Foreign direct investment into China, a gauge of external confidence, slumped to a four-year low amid antitrust probes into multinational companies that have spurred a letter of complaint from the U.S.

Inbound investment was $7.2 billion in August, down 14 percent from a year earlier, the Ministry of Commerce said on 16 September in Beijing after a 17 percent drop in July. It was the first back-to-back decline of more than 10 percent since 2009.

U.S. Treasury Secretary Jacob J. Lew said in a missive to Vice Premier Wang Yang that China is using competition law to force companies to cut prices its consumers pay for products relying on foreign intellectual property.

‘No Relation’

The July and August declines in FDI have “no relation” to China’s anti-monopoly measures, Shen Danyang, a Commerce Ministry spokesman, said at a briefing in Beijing on 16 September without elaborating, according to a transcript on the ministry’s website. China can still attract $120 billion in inbound investment in 2014, he said at a separate briefing.
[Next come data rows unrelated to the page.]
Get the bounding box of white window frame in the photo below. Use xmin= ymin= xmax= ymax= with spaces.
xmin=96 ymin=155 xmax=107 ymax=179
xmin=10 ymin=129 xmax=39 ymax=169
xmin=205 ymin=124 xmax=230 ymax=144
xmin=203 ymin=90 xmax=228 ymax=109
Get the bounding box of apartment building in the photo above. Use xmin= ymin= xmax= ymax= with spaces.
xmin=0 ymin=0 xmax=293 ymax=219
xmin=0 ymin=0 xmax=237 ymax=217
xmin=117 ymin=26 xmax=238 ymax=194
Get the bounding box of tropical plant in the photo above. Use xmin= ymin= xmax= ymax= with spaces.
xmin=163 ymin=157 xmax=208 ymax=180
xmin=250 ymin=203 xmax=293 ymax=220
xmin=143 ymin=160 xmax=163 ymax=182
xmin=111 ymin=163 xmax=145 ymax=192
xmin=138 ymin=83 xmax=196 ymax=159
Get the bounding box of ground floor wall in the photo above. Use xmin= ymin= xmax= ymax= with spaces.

Lew’s complaint follows criticism from the main U.S. and European business lobbies in China that authorities in the world’s second-biggest economy are discriminating against non-Chinese corporations. Dozens of foreign companies are being targeted in probes, with regulators opening an anti-monopoly investigation into Microsoft Corp. in July and state media accusing Apple Inc. of using its iPhone to steal state secrets.
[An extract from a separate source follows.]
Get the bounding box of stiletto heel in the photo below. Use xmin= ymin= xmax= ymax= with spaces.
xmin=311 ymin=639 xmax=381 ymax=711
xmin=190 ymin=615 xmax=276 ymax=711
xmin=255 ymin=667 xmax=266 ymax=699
Volkswagen AG’s Audi, Bayerische Motoren Werke AG, Daimler AG’s Mercedes-Benz, Tata Motors Ltd.’s Jaguar Land Rover, Fiat SpA’s Chrysler, Toyota Motor Corp. and Honda Motor Co. have all announced price cuts of vehicles or spare parts since July in the wake of probes.

General Motors Co. said last month that its joint venture with SAIC Motor Corp. has been responding to regulator requests since 2012.

Authorities raided the offices of software maker Microsoft in July, while Qualcomm Inc. and Mead Johnson Nutrition Co. have also fallen under anti-monopoly scrutiny in China.